I am also not sure how your current translations interact with your current documentation/FAQ.
Po4a basically extracts text from the document and feeds it into po file, which can be later translated by standard tools. Pootle is just web interface for translating po files.
In infinite wisdom Marc Delisle marc@infomarc.info wrote:
Yes, but this will be difficult to determine. Lots of users are running "historical" servers. We can probably remove some entries but remember that in old forum posts we referred to FAQ # and people are still finding those posts.

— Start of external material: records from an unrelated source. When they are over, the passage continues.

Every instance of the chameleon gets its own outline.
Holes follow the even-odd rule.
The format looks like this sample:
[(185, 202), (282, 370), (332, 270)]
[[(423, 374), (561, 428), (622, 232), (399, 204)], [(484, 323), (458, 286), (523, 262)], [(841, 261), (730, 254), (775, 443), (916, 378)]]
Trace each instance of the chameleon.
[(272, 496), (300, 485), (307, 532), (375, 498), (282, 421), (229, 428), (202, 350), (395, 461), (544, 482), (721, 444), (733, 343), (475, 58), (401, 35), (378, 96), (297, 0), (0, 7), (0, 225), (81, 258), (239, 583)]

One way to maintain the old urls would be start versioning the new documentation. Thus, the 3.x release of phpmyadmin would have its documentation living at http://www.phpmyadmin.net/documentation/3/ or http://www.phpmyadmin.net/faq/3/en/ or http://www.phpmyadmin.net/changelog/3/en/. The mysql documentation has been written this way - http://dev.mysql.com/doc/refman/5.0/en/index.html. Apache documentation uses similar url schema - http://httpd.apache.org/docs/2.2/ or http://httpd.apache.org/docs/1.3/
A good reference on (somewhat) related topic is w3.orgs "Cool URIs don't change" http://www.w3.org/Provider/Style/URI.
On 04/06/2010 09:01 PM, Raj Shekhar wrote:
In infinite wisdom Marc Delisle marc@infomarc.info wrote:
Yes, but this will be difficult to determine. Lots of users are running "historical" servers. We can probably remove some entries but remember that in old forum posts we referred to FAQ # and people are still finding those posts.
One way to maintain the old urls would be start versioning the new documentation. Thus, the 3.x release of phpmyadmin would have its documentation living at http://www.phpmyadmin.net/documentation/3/ or ...
Using html format works for me, but I agree that it could use some attention.
For the docs on the website that might be a nice idea. A rewrite rule could map documentation/latest to the current version number, which could be used to reference it from a version independent perspective.
In infinite wisdom Cato Auestad bleakgadfly@fsfe.org wrote:
Texinfo is my preferred way of writing documentation, and at the moment the only format I am used to write in. I would like to create a discussion around what format in which the documentation should be written in.
To paraphrase a famous quote [1],
"Documentation is like sex: any form of it is better than nothing."
[1] "Documentation is like sex: when it is good, it is very, very good; and when it is bad, it is better than nothing." — Dick Brandon.